Do I have a solution to the problem? Which problem? Mass shootings are rare; gang fights and deaths on the way to and from school are much more common. I don't have easy solutions to that. Cruz had red flags sticking out all over (I gather most of the shooters did, though not to this extent), but ... I've heard that discipline policies are applied unevenly to avoid the horrifying sin of "disparate impact." Maybe that played a role. Maybe nobody wanted to take responsibility. I'll wait a while for a fuller report. If we get one, of course. Since a lot of his record accumulated when he was a minor, maybe there'll be some claims about privacy to justify circling the wagons. Notice how we hear virtually nothing about the Las Vegas shooting? (The best explanation I've heard is that the really big money is having lawyers slowly dredge through and dispute every detail to make sure the hotel doesn't get sued to bits.)

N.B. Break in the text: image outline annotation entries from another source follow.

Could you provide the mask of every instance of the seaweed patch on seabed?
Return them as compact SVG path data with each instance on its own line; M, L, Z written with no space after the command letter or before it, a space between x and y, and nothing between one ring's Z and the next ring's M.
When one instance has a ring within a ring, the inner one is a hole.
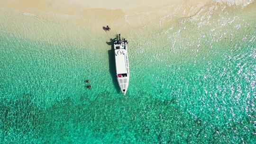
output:
M150 142L155 137L154 143L164 143L177 142L173 139L177 129L192 128L193 119L179 109L175 100L134 96L137 98L111 98L110 94L104 93L88 105L65 99L47 110L49 131L61 131L59 135L66 135L69 133L66 124L72 122L74 127L82 126L95 135L112 134L123 142L132 142L134 138ZM124 138L123 135L128 137ZM178 135L183 137L183 134Z
M23 94L21 98L0 103L0 129L4 135L10 132L25 135L42 128L45 113L32 101L33 96Z
M91 100L82 97L80 100L88 100L86 103L75 103L68 97L47 110L47 132L60 132L55 134L68 136L67 124L72 123L75 129L89 129L101 136L112 135L119 142L127 143L134 140L154 144L225 143L233 140L234 135L244 138L235 141L239 143L248 142L253 136L252 125L247 135L234 133L246 130L244 125L251 120L249 117L240 123L214 125L183 112L175 99L161 100L143 92L138 94L111 98L110 94L104 93Z

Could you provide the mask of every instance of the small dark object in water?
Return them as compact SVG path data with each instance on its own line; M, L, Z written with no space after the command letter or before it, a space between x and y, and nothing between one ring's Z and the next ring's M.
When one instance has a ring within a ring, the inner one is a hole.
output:
M107 26L107 27L103 27L102 28L103 28L103 29L104 30L105 30L105 31L110 31L110 30L111 29L111 28L110 28L110 27L109 27L109 26Z
M90 81L89 80L86 80L84 81L85 81L85 82L88 83L88 82L91 82L91 81Z

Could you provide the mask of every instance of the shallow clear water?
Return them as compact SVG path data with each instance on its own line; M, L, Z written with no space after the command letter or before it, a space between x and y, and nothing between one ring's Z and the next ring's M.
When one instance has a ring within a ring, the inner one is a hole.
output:
M3 25L1 143L253 144L256 17L237 9L124 36L126 96L106 43L114 35L32 40Z

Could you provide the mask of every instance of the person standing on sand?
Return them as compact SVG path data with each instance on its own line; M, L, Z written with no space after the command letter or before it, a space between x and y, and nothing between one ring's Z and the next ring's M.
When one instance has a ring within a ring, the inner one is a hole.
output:
M109 27L109 26L108 25L107 25L107 27L103 27L102 28L103 28L103 29L105 30L105 32L107 32L107 31L110 31L110 30L111 29L110 28L110 27Z

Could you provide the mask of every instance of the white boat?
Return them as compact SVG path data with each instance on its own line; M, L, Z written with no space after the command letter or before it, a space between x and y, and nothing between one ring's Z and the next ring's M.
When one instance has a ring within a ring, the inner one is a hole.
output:
M128 41L125 38L121 40L120 34L119 36L118 39L114 42L116 70L118 84L122 92L125 95L129 85L130 75L127 54Z

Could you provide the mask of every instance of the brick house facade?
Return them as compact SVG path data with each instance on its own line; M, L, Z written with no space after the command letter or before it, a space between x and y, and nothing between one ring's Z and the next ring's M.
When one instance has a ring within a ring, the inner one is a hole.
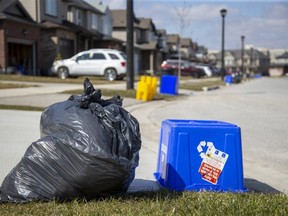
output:
M17 1L0 2L0 72L37 75L40 27Z

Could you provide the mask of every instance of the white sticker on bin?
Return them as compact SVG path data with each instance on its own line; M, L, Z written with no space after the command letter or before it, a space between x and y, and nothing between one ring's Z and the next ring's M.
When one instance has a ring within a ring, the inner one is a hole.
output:
M202 148L205 146L208 147L206 153L203 152ZM216 149L212 142L201 141L197 146L197 150L199 156L203 159L198 171L202 175L202 179L217 184L229 155Z

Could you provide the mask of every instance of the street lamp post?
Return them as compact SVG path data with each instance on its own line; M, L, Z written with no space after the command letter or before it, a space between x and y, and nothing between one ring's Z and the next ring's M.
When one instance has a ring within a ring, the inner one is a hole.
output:
M245 70L244 70L244 39L245 36L241 36L241 42L242 42L242 49L241 49L241 70L243 73L244 78L246 78Z
M222 9L220 10L220 14L222 16L222 56L221 56L221 78L222 80L224 80L224 72L225 72L225 64L224 64L224 32L225 32L225 16L227 14L227 10L226 9Z

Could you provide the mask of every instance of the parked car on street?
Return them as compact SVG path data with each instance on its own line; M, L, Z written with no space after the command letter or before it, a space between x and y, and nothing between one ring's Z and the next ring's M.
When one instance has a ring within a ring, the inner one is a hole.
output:
M197 69L194 64L186 60L167 59L161 64L161 73L169 75L177 75L180 66L181 75L193 76L199 78L204 76L204 71Z
M242 81L242 72L235 69L229 69L226 71L226 75L230 75L232 77L233 83L240 83Z
M113 49L91 49L83 51L70 59L55 61L52 72L59 78L71 76L104 76L113 81L126 75L126 56Z
M211 70L208 66L206 66L206 65L196 64L195 67L196 67L196 68L203 69L204 72L205 72L205 75L206 75L207 77L211 77L211 76L213 75L212 70Z

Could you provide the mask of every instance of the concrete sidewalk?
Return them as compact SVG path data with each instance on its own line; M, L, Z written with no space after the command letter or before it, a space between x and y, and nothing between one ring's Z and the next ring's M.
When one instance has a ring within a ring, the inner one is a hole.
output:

(*) "Smart guns" sound pretty useless in a pinch. And if the weapon is easy to get at it is easier to steal or have fall out; and if it is hard to get at it won't be nearly as much use when you need it. And seriously--teachers already have in-service training about every fad under the sun; I don't think they'd be happy with mandatory bi-weekly firearms practice.

2 comments:

Christopher B said...

I think the position of forcing teachers to carry is a strawman. Nobody wants guns that available or people with no interest in shooting having them. The best deterrent is going to be uncertainty. Allow teachers and staff who already have CCW to carry if they wish, and establish protocols for identification in an emergency. Possibly add armed security guards at random. It won't deter someone truly suicidal but it will give the more rational ones pause, and may result in a faster end to an attack if it happens. Certainly faster than having a guy sitting outside til the shooting stops.

james said...

Liability issues play a role too, both in permitting and monitoring. The schools I've been in tended to be very busy places, and distraction still seems like a big deal to me. You notice that I said I wouldn't go some places without a sidearm and a buddy.